Please include one sample message from each sensor input. Even without that, though, I can make some observations.
- For starters, please disable all
rejection_threshold
parameters. Those are advanced parameters that should only be used after you have your system working more or less as you want it, and are just looking to squash the odd outlier. - Is the VO data in full 3D? I assume so. If I were you, I would not fuse two absolute pose sources unless you know they will always agree. In this case, your VO data will slowly diverge from the IMU orientation, so I'd just use roll and pitch from one of those sources, and then, if the sensor provides it, fuse velocity data from the other. This is just in reference to your odom-frame EKF.

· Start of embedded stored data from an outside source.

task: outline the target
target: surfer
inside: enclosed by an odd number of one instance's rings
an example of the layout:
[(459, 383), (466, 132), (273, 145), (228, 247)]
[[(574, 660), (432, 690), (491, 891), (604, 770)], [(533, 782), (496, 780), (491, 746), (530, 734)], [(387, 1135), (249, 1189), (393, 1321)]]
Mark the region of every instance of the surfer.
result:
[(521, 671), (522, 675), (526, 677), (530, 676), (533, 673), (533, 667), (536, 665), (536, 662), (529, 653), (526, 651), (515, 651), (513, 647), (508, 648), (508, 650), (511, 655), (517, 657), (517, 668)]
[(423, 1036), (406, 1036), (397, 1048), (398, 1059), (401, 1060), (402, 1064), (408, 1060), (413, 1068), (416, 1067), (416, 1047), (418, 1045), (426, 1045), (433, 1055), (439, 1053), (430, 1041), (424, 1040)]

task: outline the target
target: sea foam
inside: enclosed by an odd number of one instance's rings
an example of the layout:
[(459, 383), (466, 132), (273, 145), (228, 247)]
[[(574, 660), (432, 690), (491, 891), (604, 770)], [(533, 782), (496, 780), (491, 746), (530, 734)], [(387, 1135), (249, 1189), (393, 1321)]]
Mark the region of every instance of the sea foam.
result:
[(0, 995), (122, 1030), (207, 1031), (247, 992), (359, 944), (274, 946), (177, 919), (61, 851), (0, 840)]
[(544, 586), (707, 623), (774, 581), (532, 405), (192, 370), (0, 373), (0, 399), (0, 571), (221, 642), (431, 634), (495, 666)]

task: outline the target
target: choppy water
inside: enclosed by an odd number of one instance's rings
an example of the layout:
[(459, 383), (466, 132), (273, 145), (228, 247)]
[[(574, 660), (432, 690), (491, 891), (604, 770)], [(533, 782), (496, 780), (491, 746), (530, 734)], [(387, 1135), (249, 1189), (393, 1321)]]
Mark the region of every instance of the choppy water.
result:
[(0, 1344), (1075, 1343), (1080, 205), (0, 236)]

- In your map frame EKF, you are fusing absolute pose data from your GPS and your odometry source. Assuming your VO data is reported in the odom frame, then every time the EKF receives a measurement, it has to transform that data to the map frame (using the very transform the EKF is creating), and then fuse it absolutely. And then that pose has to agree with your GPS. VO data will drift over time, so those are going to diverge. In this EKF, I would fuse only velocity data from the VO source, if possible.
- All that aside, I would expect this to not behave well, but not produce NaNs. NaNs very often indicate issues with sensor data, like ill-formed covariances. This is why you need to include sample sensor messages.